Infrastructure fund advisers tend to operate similar vertically integrated platforms. As part of their platforms, they may provide a range of ancillary services and activities to their managed funds and their portfolio companies and project investments.

For example, the infrastructure fund adviser or its affiliates may provide early-stage, pre-construction development services to their project investments, including siting, permitting and negotiating power purchase or other offtake agreements. These activities may be funded by the infrastructure fund in the form of equity contributions or loans to the project company or pursuant to a monitoring agreement with the fund adviser. Infrastructure funds tend to seek compensation for development efforts by negotiating reimbursement of development costs or payment of a developer fee by subsequent equity investors in the project or as loans from the project’s construction lenders.

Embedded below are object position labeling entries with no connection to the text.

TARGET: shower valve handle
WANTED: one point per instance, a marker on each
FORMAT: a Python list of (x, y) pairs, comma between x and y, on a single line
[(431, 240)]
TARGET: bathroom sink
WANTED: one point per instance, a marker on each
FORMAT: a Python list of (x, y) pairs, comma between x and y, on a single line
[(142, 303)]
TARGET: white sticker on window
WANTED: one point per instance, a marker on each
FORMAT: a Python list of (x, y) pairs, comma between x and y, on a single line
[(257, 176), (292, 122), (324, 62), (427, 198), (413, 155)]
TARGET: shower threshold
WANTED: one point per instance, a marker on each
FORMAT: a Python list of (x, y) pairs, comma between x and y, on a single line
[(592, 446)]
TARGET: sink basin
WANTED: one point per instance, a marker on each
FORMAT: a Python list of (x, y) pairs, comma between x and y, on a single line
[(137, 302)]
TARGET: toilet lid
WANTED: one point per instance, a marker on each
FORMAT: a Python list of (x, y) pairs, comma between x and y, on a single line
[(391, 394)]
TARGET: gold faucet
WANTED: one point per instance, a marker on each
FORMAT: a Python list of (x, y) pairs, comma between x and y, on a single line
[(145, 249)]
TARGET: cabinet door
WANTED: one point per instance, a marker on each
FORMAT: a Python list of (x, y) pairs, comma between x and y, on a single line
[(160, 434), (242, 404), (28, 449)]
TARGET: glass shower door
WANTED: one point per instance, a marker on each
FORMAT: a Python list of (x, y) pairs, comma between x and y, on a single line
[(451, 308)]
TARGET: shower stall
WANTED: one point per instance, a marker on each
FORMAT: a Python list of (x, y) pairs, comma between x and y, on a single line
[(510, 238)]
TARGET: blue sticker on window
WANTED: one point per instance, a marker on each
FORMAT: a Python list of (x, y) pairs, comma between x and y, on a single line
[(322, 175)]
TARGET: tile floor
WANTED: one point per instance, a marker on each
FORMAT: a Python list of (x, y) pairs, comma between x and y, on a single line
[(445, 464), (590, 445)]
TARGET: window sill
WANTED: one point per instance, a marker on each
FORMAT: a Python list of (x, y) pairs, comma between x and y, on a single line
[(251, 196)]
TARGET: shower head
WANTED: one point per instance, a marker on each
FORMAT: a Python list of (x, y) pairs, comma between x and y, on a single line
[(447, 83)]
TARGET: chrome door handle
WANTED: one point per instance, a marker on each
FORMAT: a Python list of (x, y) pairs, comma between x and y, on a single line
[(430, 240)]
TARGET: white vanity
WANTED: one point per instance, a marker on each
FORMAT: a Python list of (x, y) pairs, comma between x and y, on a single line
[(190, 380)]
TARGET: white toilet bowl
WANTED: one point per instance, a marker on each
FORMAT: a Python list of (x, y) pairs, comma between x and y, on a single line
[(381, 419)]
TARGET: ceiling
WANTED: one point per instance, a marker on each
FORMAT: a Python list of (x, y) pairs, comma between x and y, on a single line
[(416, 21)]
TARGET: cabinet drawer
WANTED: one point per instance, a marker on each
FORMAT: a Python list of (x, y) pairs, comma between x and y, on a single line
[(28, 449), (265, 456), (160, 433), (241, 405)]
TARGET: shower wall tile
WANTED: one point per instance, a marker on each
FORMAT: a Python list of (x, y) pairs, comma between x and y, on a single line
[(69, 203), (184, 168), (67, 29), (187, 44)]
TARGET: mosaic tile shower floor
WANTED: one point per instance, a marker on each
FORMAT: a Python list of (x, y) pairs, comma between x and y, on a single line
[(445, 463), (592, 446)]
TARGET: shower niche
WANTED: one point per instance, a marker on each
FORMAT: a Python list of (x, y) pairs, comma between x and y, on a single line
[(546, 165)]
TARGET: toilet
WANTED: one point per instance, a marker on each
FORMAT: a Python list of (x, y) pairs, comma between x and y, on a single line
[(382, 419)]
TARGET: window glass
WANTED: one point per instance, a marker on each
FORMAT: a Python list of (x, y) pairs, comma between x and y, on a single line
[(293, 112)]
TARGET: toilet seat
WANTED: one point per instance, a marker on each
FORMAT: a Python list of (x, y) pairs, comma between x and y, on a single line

Another example is construction management services and fees. Some infrastructure funds may cause a project company to enter into a construction management agreement with the fund’s adviser or its affiliate as construction manager, typically on or around financial closing on the construction debt.

The fund manager may also collect fees for acting as a contract operator of a project once the project is in operation.

It might also charge asset management or administrative service fees for doing such things as filing forms, causing tax returns to be prepared, and handling other administrative tasks.

Infrastructure Action Items

Based on recent SEC speeches and actions, infrastructure managers should focus on how they manage and disclose fees and conflicts.

Here is a list of questions to answer while fundraising to make sure the fund will not run afoul of SEC rules.

What are the types of services expected to be provided by affiliates of the sponsor to the fund and the portfolio companies in which the fund invests?

Is the sponsor or its affiliates the exclusive provider of those services or may services be bid out to third parties?

How are fees disclosed to and approved by investors in the fund? Are they set at market rates? How may the rates be altered throughout the life of the fund?

Are there any fee offsets under the fund’s operating agreement? Does the operating agreement expressly provide which services are included within or excluded from the offset?

What is the role of any limited partner board or committee in disclosing or mitigating conflicts and in reviewing affiliate contracts and fees?

For infrastructure fund managers, vetting and disclosing conflicts and fees may pose particular challenges. For example, unlike typical monitoring fees that may be charged by private equity fund managers, it may be difficult to maintain consistency of service fee pricing among project companies in the portfolio, as fee amounts are usually subject to approval by third-party debt or equity providers. Furthermore, debt or equity providers may agree to compensate the infrastructure fund for third-party, out-of-pocket costs, but not for “soft” or “internal” costs such as salaries, travel and overhead costs of the fund adviser. Thus, the infrastructure fund could be asked to cover the fees under the monitoring agreement for certain projects in the portfolio, but not others.

Infrastructure sponsors must balance the desire for flexibility with disclosure obligations. While it may be tempting to “solve” all conflicts by requiring limited partner advisory committee approval for all affiliate services contracts and fees, such a mechanism may be sand in the gears and create uncertainty for the sponsor.

As the SEC focuses more on real estate advisers, its findings and actions will offer guidance.